Its charm apart, Figeac’s main attraction is the Musée des écritures du monde, housed in the building which saw the birth of Jean-François Champollion (1790–1832), the man who deciphered the Rosetta Stone (see below).
The visit will also include lunch and a guided tour of Figeac.
It may also be possible to book a classical concert in the evening.
Historical Note
Jean-François Champollion (1790 Figeac–Paris 1832) was a French historian and linguist who founded scientific Egyptology and played a major role in the decipherment of Egyptian hieroglyphs.
By the age of sixteen, he had already mastered six ancient Oriental languages, in addition to Latin and Greek, and delivered a paper to the Academy of Grenoble. Three years later, having studied in Paris, he became professor of history at the Grenoble lycée (1809–16).

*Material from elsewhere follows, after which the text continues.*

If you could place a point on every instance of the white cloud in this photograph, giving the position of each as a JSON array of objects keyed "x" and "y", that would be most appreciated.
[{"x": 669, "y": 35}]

The Rosetta Stone, a stele originally displayed in an Egyptian temple of the Hellenistic period, possibly at the ancient Egyptian city of Sais in the Western Nile Delta, was later removed and used as building material in the reconstruction of the 1470 Mamluk Fort Jullien near Rashid (Rosetta) during Napoleon’s campaign in Egypt and Syria (1798–1801). It is inscribed with three versions (a Greek text along with hieroglyphic and demotic versions) of a decree issued in 196 bc in the name of King Ptolemy v Epiphanes. Removed by a French officer serving in Egypt, it was then taken to London under the terms of the surrender of Alexandria in 1801.
English physicist Thomas Young (1773–1829) made some headway in deciphering it, but it was Champollion who finally began to piece together the puzzle of the hieroglyphs. From 1821, he began publishing papers on the hieroglyphic and hieratic elements of the Rosetta Stone and went on to establish an entire list of the hieroglyphic signs and their Greek equivalents. He was the first to recognize that some of the signs were alphabetic, some syllabic, and some determinative (standing for a whole idea or object previously expressed). Though much remained to be done, the key to understanding ancient Egypt had at last been found.
Champollion became curator of the Egyptian collection at the Louvre (1826), conducted an archaeological expedition to Egypt (1828), and was appointed to the chair of Egyptian antiquities, created especially for him, at the Collège de France(1831).
The Musée Champollion was established in 1986 in the house where the philologist was born. It has since been refurbished and expanded. The documents on display chart the tortuous route by which fragments of ancient hieroglyphs scattered across the globe were collated and eventually deciphered.